CW32 Voltage and Current Meter

The power supply circuit design
uses an LDO as the power source. Considering that most voltmeter products are used in industrial scenarios with 24V or 36V power supplies, the SE8550K2 with a maximum input voltage of up to 40V was selected. The main reason for not using a DC-DC step-down circuit to handle the large voltage difference is to avoid introducing DC-DC ripple interference during the design process; a secondary reason is to reduce project costs.
The voltage sampling circuit
uses a 220K+10K voltage divider resistor, resulting in a voltage division ratio of 22:1 (ADC_IN11). The current
sampling
circuit
uses a low-side current sampling circuit for current detection. The low-side of the sampling circuit shares a common ground with the meter interface on the development board.
The designed sampling current is 3A, and the selected sampling resistor (R0) is 100mΩ.
The selection of the sampling resistor should mainly consider the following aspects:

the maximum value of the pre-designed measurement current, the voltage difference caused by the 3A current sensing resistor in this project
, and generally, it is not recommended to exceed the power consumption of the current sensing resistor by more than 0.5V.
Appropriate resistors should be selected based on this parameter.
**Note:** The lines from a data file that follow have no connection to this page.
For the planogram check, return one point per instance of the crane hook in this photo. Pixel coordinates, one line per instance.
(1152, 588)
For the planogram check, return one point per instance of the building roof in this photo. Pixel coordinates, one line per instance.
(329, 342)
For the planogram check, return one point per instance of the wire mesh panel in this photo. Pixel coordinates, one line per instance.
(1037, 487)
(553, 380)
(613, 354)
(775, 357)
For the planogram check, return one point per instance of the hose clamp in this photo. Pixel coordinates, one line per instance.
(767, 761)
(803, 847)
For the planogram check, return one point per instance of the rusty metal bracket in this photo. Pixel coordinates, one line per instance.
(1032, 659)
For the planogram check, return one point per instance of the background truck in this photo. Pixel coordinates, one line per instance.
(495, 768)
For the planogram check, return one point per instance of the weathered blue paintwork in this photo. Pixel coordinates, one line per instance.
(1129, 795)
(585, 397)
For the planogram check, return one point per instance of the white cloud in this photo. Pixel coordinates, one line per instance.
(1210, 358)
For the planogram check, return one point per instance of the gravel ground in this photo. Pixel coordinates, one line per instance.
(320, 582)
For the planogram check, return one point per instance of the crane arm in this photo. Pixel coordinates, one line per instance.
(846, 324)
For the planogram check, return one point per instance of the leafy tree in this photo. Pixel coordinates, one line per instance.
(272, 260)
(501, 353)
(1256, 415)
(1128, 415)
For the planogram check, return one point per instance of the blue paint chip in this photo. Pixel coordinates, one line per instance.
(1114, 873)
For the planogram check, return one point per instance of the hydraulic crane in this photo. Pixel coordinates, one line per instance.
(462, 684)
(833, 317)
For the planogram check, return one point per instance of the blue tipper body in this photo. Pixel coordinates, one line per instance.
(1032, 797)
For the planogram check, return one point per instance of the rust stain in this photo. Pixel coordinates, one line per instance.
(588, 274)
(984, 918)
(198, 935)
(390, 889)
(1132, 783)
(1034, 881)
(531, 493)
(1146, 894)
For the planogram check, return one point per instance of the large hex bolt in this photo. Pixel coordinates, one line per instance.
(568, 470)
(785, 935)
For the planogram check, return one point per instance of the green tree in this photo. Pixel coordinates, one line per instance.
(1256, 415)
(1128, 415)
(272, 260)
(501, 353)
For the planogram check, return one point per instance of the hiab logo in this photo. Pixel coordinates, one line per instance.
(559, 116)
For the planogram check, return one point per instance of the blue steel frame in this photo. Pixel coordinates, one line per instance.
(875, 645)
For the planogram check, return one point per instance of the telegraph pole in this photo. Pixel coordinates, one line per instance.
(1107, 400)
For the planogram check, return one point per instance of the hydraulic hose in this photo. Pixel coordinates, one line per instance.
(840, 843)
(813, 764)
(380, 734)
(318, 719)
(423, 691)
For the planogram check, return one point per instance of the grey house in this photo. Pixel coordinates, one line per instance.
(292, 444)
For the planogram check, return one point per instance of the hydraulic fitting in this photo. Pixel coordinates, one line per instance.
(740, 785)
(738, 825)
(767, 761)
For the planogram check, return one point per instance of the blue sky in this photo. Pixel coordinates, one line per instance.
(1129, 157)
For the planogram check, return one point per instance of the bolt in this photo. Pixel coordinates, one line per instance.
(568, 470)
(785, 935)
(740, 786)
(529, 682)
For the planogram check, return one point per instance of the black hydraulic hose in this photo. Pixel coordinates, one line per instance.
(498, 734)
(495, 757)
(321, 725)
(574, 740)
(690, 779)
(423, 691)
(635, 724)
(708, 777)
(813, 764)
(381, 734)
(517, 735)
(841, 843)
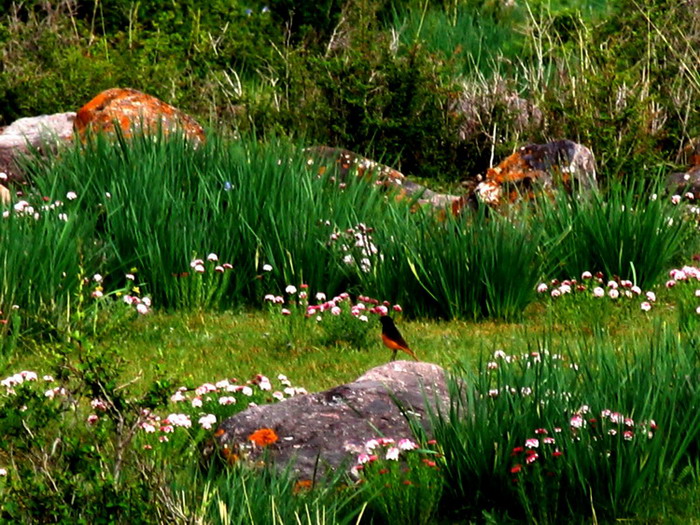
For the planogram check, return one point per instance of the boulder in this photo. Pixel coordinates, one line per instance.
(321, 432)
(43, 133)
(347, 162)
(539, 168)
(133, 110)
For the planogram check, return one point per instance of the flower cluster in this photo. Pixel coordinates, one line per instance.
(545, 448)
(387, 449)
(595, 285)
(335, 306)
(198, 265)
(356, 246)
(24, 208)
(209, 403)
(686, 277)
(501, 362)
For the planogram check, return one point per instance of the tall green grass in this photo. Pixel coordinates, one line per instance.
(593, 467)
(152, 206)
(631, 232)
(463, 268)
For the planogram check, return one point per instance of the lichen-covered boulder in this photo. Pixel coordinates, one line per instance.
(323, 158)
(684, 183)
(132, 110)
(326, 430)
(539, 168)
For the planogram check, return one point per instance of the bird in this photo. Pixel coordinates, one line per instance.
(392, 338)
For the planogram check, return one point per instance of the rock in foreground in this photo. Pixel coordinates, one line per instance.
(328, 429)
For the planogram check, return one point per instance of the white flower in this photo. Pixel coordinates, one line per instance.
(392, 454)
(406, 444)
(178, 397)
(207, 421)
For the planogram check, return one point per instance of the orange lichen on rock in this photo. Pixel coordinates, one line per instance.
(539, 169)
(263, 437)
(133, 110)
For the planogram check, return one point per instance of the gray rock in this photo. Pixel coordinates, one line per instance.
(43, 132)
(326, 430)
(683, 183)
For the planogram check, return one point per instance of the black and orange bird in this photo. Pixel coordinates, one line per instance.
(392, 338)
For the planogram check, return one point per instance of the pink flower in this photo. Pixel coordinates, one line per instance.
(392, 454)
(363, 458)
(207, 421)
(406, 444)
(531, 458)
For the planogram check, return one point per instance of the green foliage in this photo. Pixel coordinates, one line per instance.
(631, 233)
(402, 486)
(560, 433)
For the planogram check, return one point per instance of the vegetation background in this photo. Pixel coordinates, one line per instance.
(438, 88)
(135, 272)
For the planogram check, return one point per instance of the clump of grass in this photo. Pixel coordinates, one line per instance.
(627, 232)
(559, 433)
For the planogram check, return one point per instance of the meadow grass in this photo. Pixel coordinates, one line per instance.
(140, 312)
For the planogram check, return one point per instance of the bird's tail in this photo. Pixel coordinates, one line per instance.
(410, 352)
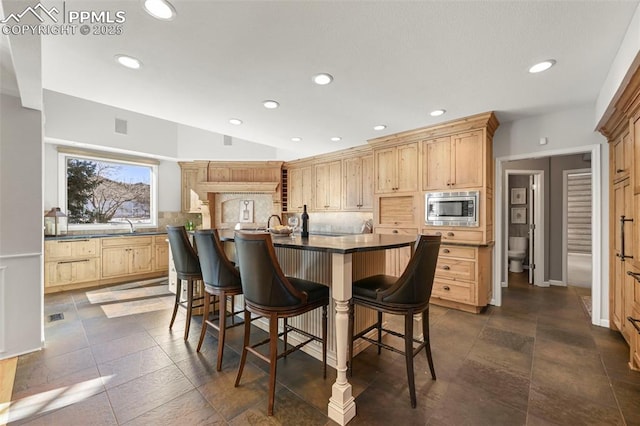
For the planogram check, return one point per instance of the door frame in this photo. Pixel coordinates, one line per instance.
(538, 233)
(565, 219)
(599, 285)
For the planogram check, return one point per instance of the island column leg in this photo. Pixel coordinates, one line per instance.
(342, 406)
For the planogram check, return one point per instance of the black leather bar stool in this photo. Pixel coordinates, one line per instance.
(221, 280)
(269, 293)
(407, 295)
(188, 269)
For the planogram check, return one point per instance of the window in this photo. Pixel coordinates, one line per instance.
(101, 192)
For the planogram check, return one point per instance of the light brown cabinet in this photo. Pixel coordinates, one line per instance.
(328, 188)
(396, 168)
(301, 188)
(192, 173)
(126, 256)
(357, 184)
(453, 162)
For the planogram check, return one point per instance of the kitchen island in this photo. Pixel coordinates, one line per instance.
(336, 262)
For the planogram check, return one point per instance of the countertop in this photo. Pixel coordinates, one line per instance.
(337, 244)
(87, 236)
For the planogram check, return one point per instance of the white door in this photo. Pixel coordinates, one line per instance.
(532, 227)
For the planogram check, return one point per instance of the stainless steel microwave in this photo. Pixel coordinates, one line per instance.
(451, 208)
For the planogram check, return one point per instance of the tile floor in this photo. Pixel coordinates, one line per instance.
(536, 360)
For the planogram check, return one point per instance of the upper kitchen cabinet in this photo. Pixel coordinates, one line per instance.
(453, 162)
(328, 185)
(396, 168)
(300, 187)
(357, 183)
(192, 174)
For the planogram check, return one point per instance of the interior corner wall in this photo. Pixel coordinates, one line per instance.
(21, 228)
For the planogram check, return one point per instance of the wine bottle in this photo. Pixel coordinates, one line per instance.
(305, 223)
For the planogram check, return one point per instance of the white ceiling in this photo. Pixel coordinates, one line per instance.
(393, 62)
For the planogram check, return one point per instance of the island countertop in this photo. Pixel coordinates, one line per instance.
(336, 244)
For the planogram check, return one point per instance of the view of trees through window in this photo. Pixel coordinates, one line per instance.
(107, 192)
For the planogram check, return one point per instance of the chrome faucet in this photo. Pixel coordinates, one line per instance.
(130, 225)
(269, 220)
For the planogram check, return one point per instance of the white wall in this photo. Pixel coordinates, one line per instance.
(21, 228)
(566, 131)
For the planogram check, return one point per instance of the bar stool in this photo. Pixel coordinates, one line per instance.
(188, 269)
(221, 280)
(407, 295)
(268, 292)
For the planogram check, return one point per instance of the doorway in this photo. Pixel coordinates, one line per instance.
(524, 224)
(599, 267)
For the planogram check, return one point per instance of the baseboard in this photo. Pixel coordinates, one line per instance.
(7, 376)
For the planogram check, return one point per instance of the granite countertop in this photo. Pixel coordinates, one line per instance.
(337, 244)
(122, 234)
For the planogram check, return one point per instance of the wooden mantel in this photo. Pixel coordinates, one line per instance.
(204, 188)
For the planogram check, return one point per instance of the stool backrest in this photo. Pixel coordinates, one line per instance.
(184, 255)
(416, 282)
(217, 269)
(263, 282)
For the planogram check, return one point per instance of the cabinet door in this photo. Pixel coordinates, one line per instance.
(407, 168)
(140, 259)
(436, 158)
(621, 155)
(115, 261)
(366, 200)
(352, 183)
(635, 159)
(191, 176)
(385, 166)
(300, 184)
(467, 165)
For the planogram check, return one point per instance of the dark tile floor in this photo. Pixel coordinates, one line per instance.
(536, 360)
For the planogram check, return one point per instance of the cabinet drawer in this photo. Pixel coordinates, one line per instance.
(457, 252)
(456, 269)
(455, 291)
(69, 249)
(397, 230)
(456, 235)
(126, 241)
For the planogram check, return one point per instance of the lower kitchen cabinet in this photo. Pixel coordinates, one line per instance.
(90, 262)
(462, 279)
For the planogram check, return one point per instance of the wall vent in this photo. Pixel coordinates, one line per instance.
(121, 126)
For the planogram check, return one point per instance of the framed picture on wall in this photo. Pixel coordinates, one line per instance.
(519, 215)
(518, 195)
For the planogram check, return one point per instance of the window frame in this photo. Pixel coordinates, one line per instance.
(63, 157)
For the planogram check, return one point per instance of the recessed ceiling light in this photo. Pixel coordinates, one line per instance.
(128, 61)
(322, 79)
(160, 9)
(542, 66)
(270, 104)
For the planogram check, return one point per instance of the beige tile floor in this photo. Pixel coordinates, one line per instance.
(536, 360)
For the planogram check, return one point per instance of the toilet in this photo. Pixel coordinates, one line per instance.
(517, 252)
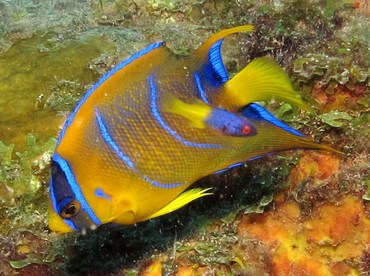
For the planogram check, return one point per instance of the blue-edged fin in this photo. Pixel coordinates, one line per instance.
(201, 115)
(183, 199)
(276, 135)
(262, 79)
(209, 65)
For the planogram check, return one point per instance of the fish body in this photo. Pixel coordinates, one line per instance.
(154, 125)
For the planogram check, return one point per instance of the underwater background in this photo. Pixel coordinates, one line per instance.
(296, 213)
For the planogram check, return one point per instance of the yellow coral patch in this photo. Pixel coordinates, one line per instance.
(317, 245)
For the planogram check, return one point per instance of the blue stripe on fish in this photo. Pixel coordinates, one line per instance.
(229, 167)
(157, 116)
(75, 187)
(112, 144)
(118, 67)
(100, 193)
(201, 91)
(257, 112)
(109, 140)
(213, 70)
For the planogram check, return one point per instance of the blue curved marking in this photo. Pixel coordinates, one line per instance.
(201, 91)
(213, 70)
(257, 112)
(109, 140)
(75, 188)
(113, 145)
(103, 79)
(157, 116)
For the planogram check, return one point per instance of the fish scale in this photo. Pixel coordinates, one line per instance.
(155, 124)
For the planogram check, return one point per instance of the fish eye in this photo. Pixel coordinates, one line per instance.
(246, 130)
(71, 209)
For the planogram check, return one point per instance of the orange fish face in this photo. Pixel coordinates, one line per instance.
(155, 124)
For the packaging, considering the power consumption (temperature) issues under high current, this project chose a 1W packaged metal wire-wound resistor
. The voltage amplification factor across the current sensing resistor is 1, as no operational amplifier was used in this project.

The digital tube driver
uses two 0.28-inch three-digit common-cathode digital tubes as display devices. Compared to displays, digital tubes have better visibility in complex environments. The brightness of the digital tubes can be increased by using smaller current-limiting resistors depending on the actual usage environment. Furthermore, digital tubes have better mechanical properties and are not easily damaged by external forces like displays. They are widely used in industrial applications requiring stability and reliability. From a development board learning perspective, it is easier to learn electronic measurement principles and related development in a targeted manner. An additional
TL431 circuit
is added to provide a 2.5V reference voltage, which can be used to provide an external voltage reference for calibrating the AD converter. From a product design perspective, due to the inherent ADC performance advantages of the CW32, this circuit is not necessary. This circuit is designed on the development board to learn related application principles.
DRC Design Considerations:
Power supply traces should be as wide as possible, approximately 20-60 mil.
Ordinary signal traces: around 10 mil
. ADC signal traces: 10 mil or 8 mil. Excessive width may affect signal integrity when the traces are too long.
Since high-speed circuit design is not involved, the 3W rule is not emphasized here.
Standardize component pin spacing: Use imperial units, make good use of the grid and mesh in EDA software, and arrange component positions and traces reasonably.